The City of Quincy, Washington, is due to open a water treatment plant built with help from Microsoft.

The Quincy Water Reuse Utility (QWRU), announced in October 2020 will open on 30 June. It will provide water mostly for Microsoft data centers locally, saving up to 390 million gallons per year, enough for 5,450 residents, according to iFiber One News

uincy water reclamation facility pace engineers.jpg
– Pace Engineers

Cooling water

The QWRU will process and recycle cooling water for Microsoft's data centers which have operated in Quincy for many years. This will enable the City to keep potable well water for its citizens.

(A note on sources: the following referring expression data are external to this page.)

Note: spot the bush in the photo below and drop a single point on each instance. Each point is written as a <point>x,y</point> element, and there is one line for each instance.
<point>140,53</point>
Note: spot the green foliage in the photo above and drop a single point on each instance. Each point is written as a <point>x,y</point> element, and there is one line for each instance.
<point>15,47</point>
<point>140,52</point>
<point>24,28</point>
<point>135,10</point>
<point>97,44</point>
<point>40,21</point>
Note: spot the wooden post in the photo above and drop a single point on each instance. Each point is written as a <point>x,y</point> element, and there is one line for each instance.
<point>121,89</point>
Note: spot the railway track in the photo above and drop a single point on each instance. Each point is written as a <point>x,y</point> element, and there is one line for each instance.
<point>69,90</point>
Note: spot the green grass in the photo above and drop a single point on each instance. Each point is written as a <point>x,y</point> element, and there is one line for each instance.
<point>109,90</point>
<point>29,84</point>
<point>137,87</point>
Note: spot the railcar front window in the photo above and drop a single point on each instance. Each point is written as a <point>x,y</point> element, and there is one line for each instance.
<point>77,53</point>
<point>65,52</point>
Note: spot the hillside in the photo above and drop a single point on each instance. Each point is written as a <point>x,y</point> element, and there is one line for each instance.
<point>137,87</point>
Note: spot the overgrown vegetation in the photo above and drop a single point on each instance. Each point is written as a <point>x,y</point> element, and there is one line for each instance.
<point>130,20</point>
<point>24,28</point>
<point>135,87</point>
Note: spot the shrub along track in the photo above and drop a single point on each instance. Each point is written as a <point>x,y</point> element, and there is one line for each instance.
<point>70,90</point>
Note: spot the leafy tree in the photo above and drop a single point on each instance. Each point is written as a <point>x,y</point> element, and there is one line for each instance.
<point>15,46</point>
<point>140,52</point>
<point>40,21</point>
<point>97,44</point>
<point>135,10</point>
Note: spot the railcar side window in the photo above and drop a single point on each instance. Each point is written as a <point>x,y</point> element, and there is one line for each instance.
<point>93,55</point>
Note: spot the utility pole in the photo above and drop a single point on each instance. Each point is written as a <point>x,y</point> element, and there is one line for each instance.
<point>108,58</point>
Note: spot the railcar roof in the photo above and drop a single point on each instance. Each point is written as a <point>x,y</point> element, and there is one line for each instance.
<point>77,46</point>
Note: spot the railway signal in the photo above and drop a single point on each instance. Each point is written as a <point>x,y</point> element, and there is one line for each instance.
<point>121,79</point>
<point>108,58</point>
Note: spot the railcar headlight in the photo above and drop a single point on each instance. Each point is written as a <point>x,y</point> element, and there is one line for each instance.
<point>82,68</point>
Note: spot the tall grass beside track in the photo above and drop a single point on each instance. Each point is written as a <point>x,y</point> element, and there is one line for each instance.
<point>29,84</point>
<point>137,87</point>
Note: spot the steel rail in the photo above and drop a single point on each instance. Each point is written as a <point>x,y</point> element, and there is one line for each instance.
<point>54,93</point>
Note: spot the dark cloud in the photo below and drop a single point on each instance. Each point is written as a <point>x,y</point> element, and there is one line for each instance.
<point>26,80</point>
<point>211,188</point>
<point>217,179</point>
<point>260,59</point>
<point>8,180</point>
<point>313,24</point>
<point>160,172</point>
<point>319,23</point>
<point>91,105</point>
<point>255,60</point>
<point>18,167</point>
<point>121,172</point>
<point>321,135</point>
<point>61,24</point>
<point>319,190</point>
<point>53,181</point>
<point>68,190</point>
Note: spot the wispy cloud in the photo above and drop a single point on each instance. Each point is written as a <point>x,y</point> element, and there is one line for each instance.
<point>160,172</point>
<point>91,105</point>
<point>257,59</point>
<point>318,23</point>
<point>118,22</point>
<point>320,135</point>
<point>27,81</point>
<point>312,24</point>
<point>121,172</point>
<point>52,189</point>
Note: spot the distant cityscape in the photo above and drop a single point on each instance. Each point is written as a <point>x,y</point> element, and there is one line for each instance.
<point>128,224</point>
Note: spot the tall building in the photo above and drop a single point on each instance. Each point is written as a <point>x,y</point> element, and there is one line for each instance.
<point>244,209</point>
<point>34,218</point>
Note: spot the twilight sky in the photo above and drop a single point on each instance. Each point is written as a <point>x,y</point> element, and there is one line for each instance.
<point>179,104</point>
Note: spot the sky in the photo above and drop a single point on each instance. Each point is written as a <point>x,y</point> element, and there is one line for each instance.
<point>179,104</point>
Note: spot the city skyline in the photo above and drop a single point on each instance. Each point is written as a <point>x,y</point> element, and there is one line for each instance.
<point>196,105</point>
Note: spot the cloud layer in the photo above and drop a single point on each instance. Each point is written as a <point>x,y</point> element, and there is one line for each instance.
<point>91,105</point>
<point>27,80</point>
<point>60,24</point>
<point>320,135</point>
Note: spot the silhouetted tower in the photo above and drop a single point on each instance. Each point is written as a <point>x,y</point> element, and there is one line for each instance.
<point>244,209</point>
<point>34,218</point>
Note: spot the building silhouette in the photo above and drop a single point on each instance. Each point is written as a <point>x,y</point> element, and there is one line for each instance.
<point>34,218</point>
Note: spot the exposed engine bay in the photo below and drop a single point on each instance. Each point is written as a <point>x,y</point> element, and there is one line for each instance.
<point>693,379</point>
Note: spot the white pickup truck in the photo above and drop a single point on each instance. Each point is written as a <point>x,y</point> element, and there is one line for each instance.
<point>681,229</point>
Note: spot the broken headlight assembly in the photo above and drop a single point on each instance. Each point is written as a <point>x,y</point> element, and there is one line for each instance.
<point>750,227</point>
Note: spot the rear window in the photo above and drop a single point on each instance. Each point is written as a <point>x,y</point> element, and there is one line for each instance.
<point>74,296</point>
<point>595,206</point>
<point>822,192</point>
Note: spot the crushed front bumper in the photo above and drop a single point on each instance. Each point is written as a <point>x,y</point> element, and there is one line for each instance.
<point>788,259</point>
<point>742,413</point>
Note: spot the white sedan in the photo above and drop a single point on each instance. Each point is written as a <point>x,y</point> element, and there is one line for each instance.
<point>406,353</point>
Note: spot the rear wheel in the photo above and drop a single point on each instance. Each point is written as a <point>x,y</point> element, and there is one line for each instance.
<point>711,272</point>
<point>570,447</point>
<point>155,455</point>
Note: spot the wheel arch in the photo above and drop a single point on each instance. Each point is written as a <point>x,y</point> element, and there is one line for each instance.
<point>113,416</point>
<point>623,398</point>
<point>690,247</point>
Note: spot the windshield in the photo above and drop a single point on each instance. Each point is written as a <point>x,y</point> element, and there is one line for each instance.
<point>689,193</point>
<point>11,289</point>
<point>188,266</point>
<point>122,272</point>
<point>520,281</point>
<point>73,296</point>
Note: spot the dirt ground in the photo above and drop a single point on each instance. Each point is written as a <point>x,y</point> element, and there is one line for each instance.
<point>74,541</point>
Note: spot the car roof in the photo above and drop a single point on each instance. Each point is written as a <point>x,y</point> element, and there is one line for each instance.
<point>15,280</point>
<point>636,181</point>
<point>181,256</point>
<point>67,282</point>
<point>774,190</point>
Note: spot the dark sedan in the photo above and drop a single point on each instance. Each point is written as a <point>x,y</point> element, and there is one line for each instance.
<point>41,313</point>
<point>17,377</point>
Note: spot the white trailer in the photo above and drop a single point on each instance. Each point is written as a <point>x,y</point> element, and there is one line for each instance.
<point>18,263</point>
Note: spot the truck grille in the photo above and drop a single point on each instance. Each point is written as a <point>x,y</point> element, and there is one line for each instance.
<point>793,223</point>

It will be formally opened on June 30 at 3 p.m, at 1600 13th Avenue SW.

It will have 10 water treatment facilities, which will take in the waste water from the site, and clean it up for reuse in the data centers on its 270-acre campus in West Quincy.

Microsoft provided most of the capital for the project, which also has support from state and federal governments.

The project, originally titled the Reuse Wastewater Central Facility, began after the City's Department of Ecology said waste water from Microsoft's data centers was clogging existing treatment sites with minerals.

"Microsoft has been a good partner," city administrator Pat Haley told DCD in October, explaining that the new facility was designed "specifically for the treated water that comes from the blowback on the data center cooling which you can't send to our other treatment system because it'll foul up the process."

Around ten percent of Qunicy's water is used by local data centers. Data centers in Quincy normally cycle water four or five times through their cooling systems before returning it to the city for treatment. Water is lost at the data center from evaporative cooling, and is also lost at treatment plants during the filtration process. The water in the new treatment plant will therefore need to be topped up, but this doesn't need to be drinkable water, and could instead be municipal and industrial water from the nearby canal.

The entire cost of the site reportedly runs into tens of millions, and the city could not have afforded it without Microsoft's support.

Quincy also has data centers belonging to Sabey, Intuit, Vantage, and Yahoo, all of which are welcome to join in this water treatment plant if they pay a share of the fees, DCD understands.